Host

School of Literature, Media, and Communication
The School of Literature, Media, and Communication at Georgia Tech defines new models of intellectual inquiry and practice that bring diverse humanistic perspectives to bear on technological invention and innovation. Our mission is to research and teach how the humanities shape and are shaped by science and technology. We believe that understanding technologies in their cultural contexts is fundamental to invention and innovation, and our faculty and students assess and inform technological and scientific change by creating, analyzing, and critiquing a broad range of media forms and cultural practices. Our School’s strategic objective, to create Humanistic Perspectives in a Technological World, provides the foundational impulse for our 2019 symposium.

Organizers

Richard Utz

Dr. Richard Utz is Professor and Chair in Georgia Tech’s School of Literature, Media, and Communication. His scholarship centers on medieval culture, medievalism, the interconnections between humanistic inquiry and science/technology, reception study, and the formation of cultural memories and identities. His publications include Medievalism: A Manifesto, an essai advocating for a more co-disciplinary, inclusive, democratic, affective, and humanistic engagement with medieval culture, and Humanistic Perspectives in a Technological World, a collection that features how faculty in his School, in their research, teaching, and service, negotiate human-centered work at a top-ranked technological institute.

John Browning

John Edgar Browning is Visiting Lecturer in the School of Literature, Media, and Communication at the Georgia Institute of Technology, where he has taught for the last 5 years. He has over a dozen contracted or published books and over 75 shorter works that cluster around Dracula, vampires, zombies, horror, monstrosity, Bram Stoker, and the Gothic. His works include Speaking of Monsters: A Teratological Anthology (Palgrave, 2012), The Forgotten Writings of Bram Stoker (Palgrave Macmillan, 2012), and Zombie Talk: Culture, History, Politics (Palgrave, 2015), as well as the forthcoming volumes Dracula-An Anthology: Critical Reviews and Reactions, 1897-1920 and The Edinburgh Companion to the Vampire, both from Edinburgh University Press, and New Queer Horror in Film and Television (Horror Studies) from University of Wales Press. He is also co-editing, with David J. Skal, the second Norton Critical Edition of Dracula (forthcoming).

Karen Head

Dr. Karen Head is the author of Disrupt This!: MOOCs and the Promises of Technology (a nonfiction book about issues in contemporary higher education), as well as five books of poetry (Lost on PurposeSassing, My Paris Year, Shadow Boxes and On Occasion: Four Poets, One Year). She has exhibited several acclaimed digital poetry projects, including her project “Monumental” (part of Antony Gormley’s One and Other Project) which was detailed in a TIME online mini-documentary. She serves as Editor of the international poetry journal Atlanta Review.

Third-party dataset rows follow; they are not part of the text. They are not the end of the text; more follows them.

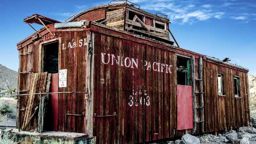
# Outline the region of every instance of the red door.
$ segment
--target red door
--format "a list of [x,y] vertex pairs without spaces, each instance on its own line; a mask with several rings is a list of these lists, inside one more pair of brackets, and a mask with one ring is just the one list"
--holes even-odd
[[193,128],[192,86],[177,84],[177,130]]

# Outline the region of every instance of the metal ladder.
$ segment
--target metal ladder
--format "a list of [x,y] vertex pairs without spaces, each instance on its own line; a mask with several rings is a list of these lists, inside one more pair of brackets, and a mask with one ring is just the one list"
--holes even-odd
[[[203,58],[200,56],[199,60],[199,64],[198,65],[199,69],[199,78],[196,79],[196,70],[195,68],[195,56],[192,56],[191,60],[192,71],[192,85],[193,87],[193,122],[194,123],[194,128],[193,130],[193,132],[195,132],[196,130],[196,125],[197,123],[199,123],[200,129],[201,132],[204,132],[204,92],[203,92]],[[196,92],[196,82],[199,83],[199,92]],[[196,98],[199,96],[199,106],[197,107]],[[197,110],[200,110],[200,117],[199,121],[197,119]]]

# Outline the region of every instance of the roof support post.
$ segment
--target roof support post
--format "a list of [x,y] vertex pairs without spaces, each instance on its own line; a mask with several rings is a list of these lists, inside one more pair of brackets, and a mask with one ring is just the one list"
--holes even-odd
[[40,36],[41,37],[43,37],[43,36],[42,36],[42,35],[41,35],[41,34],[39,34],[39,32],[37,32],[37,31],[36,30],[36,29],[35,29],[35,28],[34,28],[33,27],[32,27],[32,26],[31,26],[31,25],[30,25],[30,24],[29,24],[29,23],[27,23],[28,24],[28,25],[29,25],[29,26],[30,26],[30,27],[31,27],[31,28],[33,28],[33,29],[34,29],[34,30],[35,30],[35,31],[36,31],[36,33],[37,33],[37,34],[38,34],[38,35],[39,35],[39,36]]
[[196,132],[196,74],[195,68],[195,55],[192,56],[191,59],[191,70],[192,73],[192,96],[193,101],[193,123],[194,128],[193,132]]
[[45,27],[45,28],[46,28],[46,29],[47,29],[48,30],[48,31],[49,31],[49,32],[50,32],[50,33],[52,35],[52,36],[54,36],[54,35],[53,35],[53,34],[52,34],[52,32],[51,32],[51,31],[50,31],[50,30],[49,30],[49,29],[48,29],[48,28],[47,28],[47,27],[44,24],[44,22],[43,22],[43,21],[41,20],[40,19],[39,19],[39,18],[36,18],[38,20],[39,20],[39,21],[40,21],[40,22],[41,23],[42,23],[42,24],[44,25],[44,27]]

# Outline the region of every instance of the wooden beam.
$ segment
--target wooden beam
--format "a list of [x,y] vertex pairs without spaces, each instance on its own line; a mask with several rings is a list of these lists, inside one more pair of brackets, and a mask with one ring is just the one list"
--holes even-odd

On a more unusual note, she is currently the Poet Laureate of Waffle House—a title that reflects an outreach program to bring arts awareness to rural high schools in Georgia, which has been generously sponsored by the Waffle House Foundation. She is the Associate Chair in the School of Literature, Media, and Communication, where she also serves as the Executive Director of the Naugle Communication Center.